Controversial study by internationally renowned academic Shere Hite. Full title: The Hite Report on Female Sexuality. First published in 1976 to critical acclaim, selling over twenty million copies worldwide. Updated to include findings from outside of the United States in 2000.
The report publishes the findings of a number of extensive questionnaires answered anonymously by 'women between the ages of 14 and 78'. The questions themselves are of a particularly personal nature, delivered by Hite with the broad-minded practicality of a nurse in a VD clinic and a no-nonsense pragmatism derived, perhaps, from having attended countless academic gatherings wearing a name badge with S HITE printed on it in big black letters.
The appeal to the general public of a volume such as this is obvious: read it and you can find out if there is something wrong with your own sexual practices. Of course, if you received this book as a gift from a partner the formality of actually reading it in order to come to these conclusions is redundant.

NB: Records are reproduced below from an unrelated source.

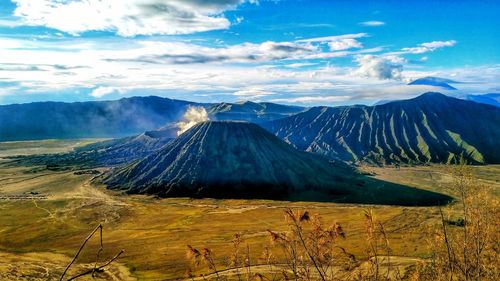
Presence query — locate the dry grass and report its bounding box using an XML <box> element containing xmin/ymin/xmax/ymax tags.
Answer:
<box><xmin>0</xmin><ymin>141</ymin><xmax>500</xmax><ymax>280</ymax></box>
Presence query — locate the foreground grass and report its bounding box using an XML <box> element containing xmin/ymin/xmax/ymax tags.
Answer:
<box><xmin>0</xmin><ymin>153</ymin><xmax>500</xmax><ymax>280</ymax></box>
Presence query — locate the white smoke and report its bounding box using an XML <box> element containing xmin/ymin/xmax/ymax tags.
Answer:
<box><xmin>177</xmin><ymin>106</ymin><xmax>210</xmax><ymax>136</ymax></box>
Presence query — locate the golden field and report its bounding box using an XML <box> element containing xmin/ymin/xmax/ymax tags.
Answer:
<box><xmin>0</xmin><ymin>140</ymin><xmax>500</xmax><ymax>280</ymax></box>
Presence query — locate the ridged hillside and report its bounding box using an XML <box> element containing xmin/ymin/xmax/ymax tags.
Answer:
<box><xmin>263</xmin><ymin>93</ymin><xmax>500</xmax><ymax>164</ymax></box>
<box><xmin>207</xmin><ymin>101</ymin><xmax>304</xmax><ymax>123</ymax></box>
<box><xmin>102</xmin><ymin>121</ymin><xmax>449</xmax><ymax>205</ymax></box>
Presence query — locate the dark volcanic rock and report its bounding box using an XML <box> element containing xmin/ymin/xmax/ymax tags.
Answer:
<box><xmin>263</xmin><ymin>93</ymin><xmax>500</xmax><ymax>164</ymax></box>
<box><xmin>101</xmin><ymin>121</ymin><xmax>449</xmax><ymax>205</ymax></box>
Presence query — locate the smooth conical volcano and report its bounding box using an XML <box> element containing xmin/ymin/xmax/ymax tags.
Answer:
<box><xmin>103</xmin><ymin>121</ymin><xmax>450</xmax><ymax>204</ymax></box>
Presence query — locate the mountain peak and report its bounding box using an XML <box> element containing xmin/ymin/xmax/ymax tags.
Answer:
<box><xmin>408</xmin><ymin>76</ymin><xmax>458</xmax><ymax>90</ymax></box>
<box><xmin>417</xmin><ymin>92</ymin><xmax>448</xmax><ymax>99</ymax></box>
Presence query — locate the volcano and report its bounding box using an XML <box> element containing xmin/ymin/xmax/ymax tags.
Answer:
<box><xmin>101</xmin><ymin>121</ymin><xmax>449</xmax><ymax>205</ymax></box>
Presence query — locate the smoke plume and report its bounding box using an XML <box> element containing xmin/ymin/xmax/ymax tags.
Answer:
<box><xmin>177</xmin><ymin>106</ymin><xmax>209</xmax><ymax>136</ymax></box>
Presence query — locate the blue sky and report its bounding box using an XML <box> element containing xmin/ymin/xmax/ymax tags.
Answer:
<box><xmin>0</xmin><ymin>0</ymin><xmax>500</xmax><ymax>105</ymax></box>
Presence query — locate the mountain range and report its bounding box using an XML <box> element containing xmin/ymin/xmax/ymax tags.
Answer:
<box><xmin>464</xmin><ymin>93</ymin><xmax>500</xmax><ymax>107</ymax></box>
<box><xmin>0</xmin><ymin>93</ymin><xmax>500</xmax><ymax>168</ymax></box>
<box><xmin>408</xmin><ymin>76</ymin><xmax>458</xmax><ymax>90</ymax></box>
<box><xmin>0</xmin><ymin>96</ymin><xmax>304</xmax><ymax>141</ymax></box>
<box><xmin>263</xmin><ymin>93</ymin><xmax>500</xmax><ymax>164</ymax></box>
<box><xmin>99</xmin><ymin>121</ymin><xmax>450</xmax><ymax>205</ymax></box>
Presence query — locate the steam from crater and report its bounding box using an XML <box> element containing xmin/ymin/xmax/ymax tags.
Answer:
<box><xmin>177</xmin><ymin>106</ymin><xmax>210</xmax><ymax>136</ymax></box>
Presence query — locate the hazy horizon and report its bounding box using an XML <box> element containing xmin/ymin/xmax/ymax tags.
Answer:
<box><xmin>0</xmin><ymin>0</ymin><xmax>500</xmax><ymax>106</ymax></box>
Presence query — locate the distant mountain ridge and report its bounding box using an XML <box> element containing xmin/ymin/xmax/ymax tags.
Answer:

The topics covered by this book are designed to give a comprehensive picture of attitudes to all areas of female sexuality and the answers given number well into the thousands; here is a sample of some of the gems:
- 'You know what turns me on? The smell of my own human mush!'
- 'I love being eaten with a very rapid licking tickling tongue on my clitoris, accompanied by slurpy noises and throaty sounds.'
- 'I did (masturbate after intercourse) sometimes, after my old man had gone off to sleep, slobbering and snoring.'
Interesting reading at first, if you make any attempt to really get to the heart of the study and draw any conclusions you rapidly note that you are the unwitting subject of a cleverly executed aversion therapy. Like a toddler given full access to the biscuit tin who can no longer stomach his supper, you find yourself when asked, 'are you coming to bed?' answering with trembling hands that you are, in fact, very keen to stay up all night drinking coffee and watching the Open University.
The conclusions offered to a male reader by the book are, perhaps intentionally through some ironic desire for retribution, unsatisfactory. The findings Hite presents suggest that females feel threatened by their male counterparts and are only really able to realise their sexual potential through self stimulation.